I cried like a baby.





Chapter Twenty-four




It was a testimony to what Niko had suffered that he was still asleep when I dragged my butt out of the shower. The hot water had long since run out and I emerged from the bathroom shivering, with parts of me wrinkled as a prune. With a towel slung around my hips, I returned to Catcher's room and borrowed some of his sweats. After I dressed, I moved on to the surgery, counting that as my best bet for finding my brother. Opening the door a crack, I saw him in one of the beds. Not my old one. I couldn't exactly blame him there. He lay on his side, face tranquil in repose against the pillow. The short hair managed to give his nose an even more Roman presence. I smiled despite myself. It might be a long time before I could tease Niko about that. It was difficult to even imagine giving him a hard time now… after all he'd done for me. But the day would come again; it was inevitable between brothers. Until then I tucked the image away for future ammunition.

I moved my gaze to his shoulder, the one I… the one Darkling had driven a knife through. A pinkish dimple was the only evidence it had ever happened.
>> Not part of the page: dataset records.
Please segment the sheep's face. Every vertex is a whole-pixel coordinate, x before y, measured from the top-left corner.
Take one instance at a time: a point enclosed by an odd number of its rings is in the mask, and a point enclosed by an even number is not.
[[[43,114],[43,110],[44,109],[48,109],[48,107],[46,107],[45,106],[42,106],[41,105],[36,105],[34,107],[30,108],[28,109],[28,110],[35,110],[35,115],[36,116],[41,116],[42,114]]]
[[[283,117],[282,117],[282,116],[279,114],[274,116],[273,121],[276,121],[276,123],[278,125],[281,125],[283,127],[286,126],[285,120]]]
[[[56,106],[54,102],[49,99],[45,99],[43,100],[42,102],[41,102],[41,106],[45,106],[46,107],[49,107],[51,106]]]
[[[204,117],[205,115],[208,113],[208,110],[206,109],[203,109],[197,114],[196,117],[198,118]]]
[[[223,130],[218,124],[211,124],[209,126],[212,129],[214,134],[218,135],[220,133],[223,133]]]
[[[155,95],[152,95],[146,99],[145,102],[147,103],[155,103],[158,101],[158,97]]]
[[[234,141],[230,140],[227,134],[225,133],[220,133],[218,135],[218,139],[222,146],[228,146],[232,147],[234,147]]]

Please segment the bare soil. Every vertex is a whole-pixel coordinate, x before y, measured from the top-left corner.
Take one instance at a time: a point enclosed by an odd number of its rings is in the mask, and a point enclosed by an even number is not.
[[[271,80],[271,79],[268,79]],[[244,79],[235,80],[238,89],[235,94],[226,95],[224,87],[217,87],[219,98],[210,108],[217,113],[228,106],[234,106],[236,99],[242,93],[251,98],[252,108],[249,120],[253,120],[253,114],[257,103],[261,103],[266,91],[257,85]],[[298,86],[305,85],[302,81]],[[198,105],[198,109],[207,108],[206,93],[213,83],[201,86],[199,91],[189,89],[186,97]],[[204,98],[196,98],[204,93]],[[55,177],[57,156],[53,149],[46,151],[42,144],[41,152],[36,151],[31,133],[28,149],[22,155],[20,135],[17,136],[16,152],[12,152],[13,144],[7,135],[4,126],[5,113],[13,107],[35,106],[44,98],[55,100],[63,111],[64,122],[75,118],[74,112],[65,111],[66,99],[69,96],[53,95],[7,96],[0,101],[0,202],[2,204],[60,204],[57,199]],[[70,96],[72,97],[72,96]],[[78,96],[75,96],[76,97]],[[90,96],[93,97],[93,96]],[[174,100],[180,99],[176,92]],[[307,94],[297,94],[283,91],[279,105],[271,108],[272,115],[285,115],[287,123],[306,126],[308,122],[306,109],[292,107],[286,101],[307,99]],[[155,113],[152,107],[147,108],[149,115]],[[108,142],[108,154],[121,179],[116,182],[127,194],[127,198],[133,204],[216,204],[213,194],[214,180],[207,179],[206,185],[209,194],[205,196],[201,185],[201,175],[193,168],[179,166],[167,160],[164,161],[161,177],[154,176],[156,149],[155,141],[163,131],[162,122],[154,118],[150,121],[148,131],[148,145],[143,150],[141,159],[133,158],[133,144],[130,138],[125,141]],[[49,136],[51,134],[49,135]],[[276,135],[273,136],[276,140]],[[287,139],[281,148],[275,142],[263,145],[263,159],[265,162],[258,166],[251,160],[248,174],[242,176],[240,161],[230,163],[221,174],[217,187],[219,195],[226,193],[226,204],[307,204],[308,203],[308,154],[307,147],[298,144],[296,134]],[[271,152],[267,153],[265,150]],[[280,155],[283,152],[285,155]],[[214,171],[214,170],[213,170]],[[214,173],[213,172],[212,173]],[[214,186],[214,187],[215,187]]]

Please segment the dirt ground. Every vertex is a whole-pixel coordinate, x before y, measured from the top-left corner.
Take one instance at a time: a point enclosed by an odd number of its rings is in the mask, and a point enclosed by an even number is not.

Safe to say we'd given Rafferty a workout he wouldn't soon forget. For nearly a full minute, I watched Niko sleep on. He'd always slept the bare minimum, my brother. Too much sleep was bad for the body, he said, and made the soul lazy. I was definitely living proof of the second half of that statement. Niko, though, he was always up, always doing. Sharpening the mind, sharpening the body, and trying in vain to accomplish both with me. The contrast now was unsettling.

Closing the door silently between us, I leaned against the wall beside it. What else could I expect? Rafferty could knit the flesh, but there were things he could not do. He couldn't replace lost sleep, the same as he couldn't replace lost blood. He could speed up the production of red blood cells, yes, but not manufacture them out of thin air. Healing wasn't magic. Healing allowed your body to do what was natural, only at a much accelerated rate. Healing didn't erase all Niko had put himself through. Only time and Niko himself could do that. And if he proved stubborn about it, tying him to the bed for his own good wasn't out of the question. The four most terrifying words in the English language, aren't they? "For your own good."

Pushing away from the wall, I headed for the kitchen. I wasn't the slightest bit hungry, but my stomach had a different opinion on the subject. The kitchen was empty. Where Robin had gotten to was a mystery, but I could see Rafferty in the back working on the fence. I helped myself to whatever I could find in the refrigerator, which wasn't much, before hitting the cabinets. In the end I had to settle for canned soup and three peanut butter sandwiches. Luckily I'd never been especially picky about my food. Chasing it down with a carton of milk dangerously close to its expiration date, I wiped my upper lip with my sleeve as I watched Rafferty through the window.

Rafferty was an acquaintance at best. Maybe if we'd known him and Catcher longer, we might have counted them as friends. Although considering our levels of paranoia, it wasn't all that likely. Of course calling them merely friends now would be doing them a severe injustice. Move over, Gandhi; these guys had helped save our lives. Our lives and in my case maybe a whole lot more. Dumping the carton in the garbage, I walked to the back door and out into the yard.